Leidtragend in diesem unübersichtlichen Hauen und Stechen war wie stets die Bevölkerung. Denn Plündern und Morden waren wesentliche Bestandteile der "Kriegskunst": Die Soldaten mussten ihren Sold selbst eintreiben. Menschenleben spielten da keine Rolle.
Das belegt der Fall Neckargemünds. Aus Richtung Mosbach kommend wollte Tilly auf seinem Marsch nach Heidelberg diesen Vorposten unbedingt nehmen. Vier Tage lang dauerte der Kampf, dann - am 14. April 1622 - war das protestantische Städtchen erledigt: Die katholischen Eroberer metzelten alles nieder.
Tilly höchstpersönlich soll darüber gewacht haben, dass niemand am Leben blieb. Als ihm dabei ein Soldat beichtete, dass er zwei kleine Kinder nicht habe umbringen können, weil sie ihn so unschuldig angelacht hätten, ließ er die Kinder auf den Marktplatz bringen und von einem seiner Offiziere erdolchen.
Diese Gräuel dürften den Dilsberger zu Ohren gekommen sein.

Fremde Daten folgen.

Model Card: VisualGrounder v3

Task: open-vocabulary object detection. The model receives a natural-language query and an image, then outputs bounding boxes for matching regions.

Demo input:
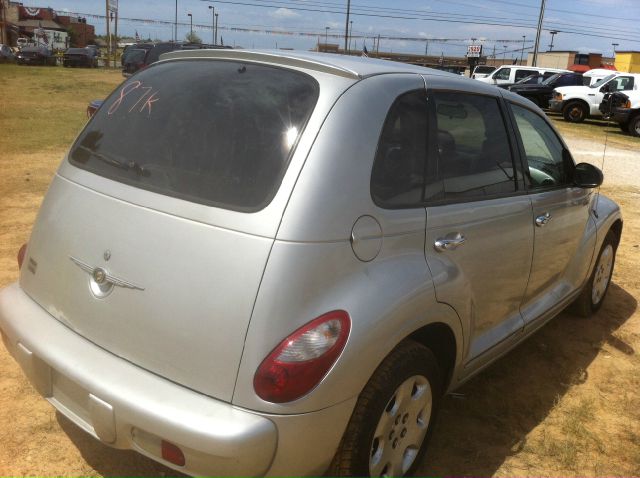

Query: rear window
[69,60,319,211]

Der dortige Kommandant Bartholomäus Schmid, der dem Heidelberger Befehlshaber Heinrich van der Merven unterstellt war, gab die Parole aus: Der Dilsberg werde sich "biß auf den letzten Bluts-Tropfen tapfer wehren".

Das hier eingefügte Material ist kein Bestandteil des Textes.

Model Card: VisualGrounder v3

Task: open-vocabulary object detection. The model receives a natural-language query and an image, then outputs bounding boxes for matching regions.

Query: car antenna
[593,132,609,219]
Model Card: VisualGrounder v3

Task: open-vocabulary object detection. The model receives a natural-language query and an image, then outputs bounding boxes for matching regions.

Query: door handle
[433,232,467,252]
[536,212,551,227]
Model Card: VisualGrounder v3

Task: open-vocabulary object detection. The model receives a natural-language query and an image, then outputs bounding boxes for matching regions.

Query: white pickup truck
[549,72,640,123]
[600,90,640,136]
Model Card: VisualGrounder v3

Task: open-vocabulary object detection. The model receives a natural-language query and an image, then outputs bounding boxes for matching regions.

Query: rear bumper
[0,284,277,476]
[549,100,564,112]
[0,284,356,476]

Bemerkenswert: Im Stadtteil Dilsberg erinnert noch heute ein Straßenname an den Schlächter von Neckargemünd. Foto: Frenzel
Als Tilly am 16. April 1622 seine Truppen gegen das "Schloss Dils᠆perg" anrennen ließ, wurden sie zurückgeschlagen. Gemeinsam mit den Einwohnern gelang es der militärischen Garnison, die Angriffe abzuwehren. Selbst Bienenkörbe sollen die Verteidiger den Katholiken entgegengeschleudert haben.

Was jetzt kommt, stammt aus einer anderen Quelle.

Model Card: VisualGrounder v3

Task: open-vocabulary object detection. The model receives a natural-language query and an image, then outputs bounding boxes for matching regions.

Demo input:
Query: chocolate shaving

Am 19. April 1622 zog Tilly aus Neckargemünd ab. Der Dilsberg war ihm nicht so wichtig. Tilly wandte sich wieder seinem Hauptziel zu: Heidelberg. Schon im Vorjahr hatte er die nördliche Neckarseite den Protestanten entrissen, jetzt wollte er den Heidelberger Süden erobern und verlagerte sein Hauptquartier nach Wies-loch.
Doch der Kampf um Neckargemünd und Dilsberg hatte Tilly zu viel Zeit gekostet: Eine protestantische Übermacht hatte sich zwischenzeitlich formiert und fügte ihm bei Mingolsheim eine schwere Niederlage zu. 2000 seiner 12.000 Männer wurden getötet. Tilly musste sich zurückziehen - vorübergehend.
Eine Tafel im Innenhof (H) der Feste Dilsberg zeigt den Grundriss der Burg, wie er auch im Dreißigjährigen Krieg noch Gültigkeit hatte. An die Obere Burg mit der erhaltenen Mantelmauer (L), dem Wohngebäude (A) und dem Amtshaus (B) schlossen sich Stallungen (E), Zehntscheuer (F) und Kaserne (G) an. Burggraben (I) und Außenmauer (K) schützten die Obere Burg in Richtung Dorf. Das Kommandantenhaus (D) entstand an Stelle eines Eckturms. Foto: FrenzelIm Juli 1622 kehrte der kaiserliche Heerführer zurück: Von Schriesheim kommend verlegte er sein Hauptquartier nach Leimen. Den Schwerpunkt seiner Infanterie konzentrierte er bei Rohrbach, die Kavallerie verteilte er in der Umgebung - in Wiesloch und Nußloch, in Eppelheim, Wieblingen und Schwetzingen. Von hier unternahm die Reiterei Beutezüge, die bis an den Bodensee führten. Sinn der Sache: Heidelberg wurde von seinem Umland abgetrennt.
Doch diese Belagerung führte für Tilly zunächst nicht zum gewünschten Erfolg. Erst als auf Tillys Ersuchen der Bischof von Speyer seine Bauern schickte und es mit deren Hilfe gelang, Geschütze nicht nur auf der Neuenheimer Neckarseite, sondern auch auf Königstuhl und Gaisberg zu postieren und von hier aus Stadt und Schloss zu beschießen, drehte sich das Blatt: Die Garnison unter dem Befehl des bereits erwähnten Heinrich van der Merven kapitulierte am 19. September 1622. Wenig später ergab sich auch der Dilsberg den Kaiserlichen.
Die wechselvolle Geschichte des Dilsbergs war damit aber keineswegs zu Ende. 1633 eroberten ihn die lutherischen Schweden, die Rückeroberung durch die katholischen Kaiserlichen erfolgte 1635. Und bei Kriegsende 1648 wurde der Dilsberg wieder an die Kurpfalz zurückgegeben.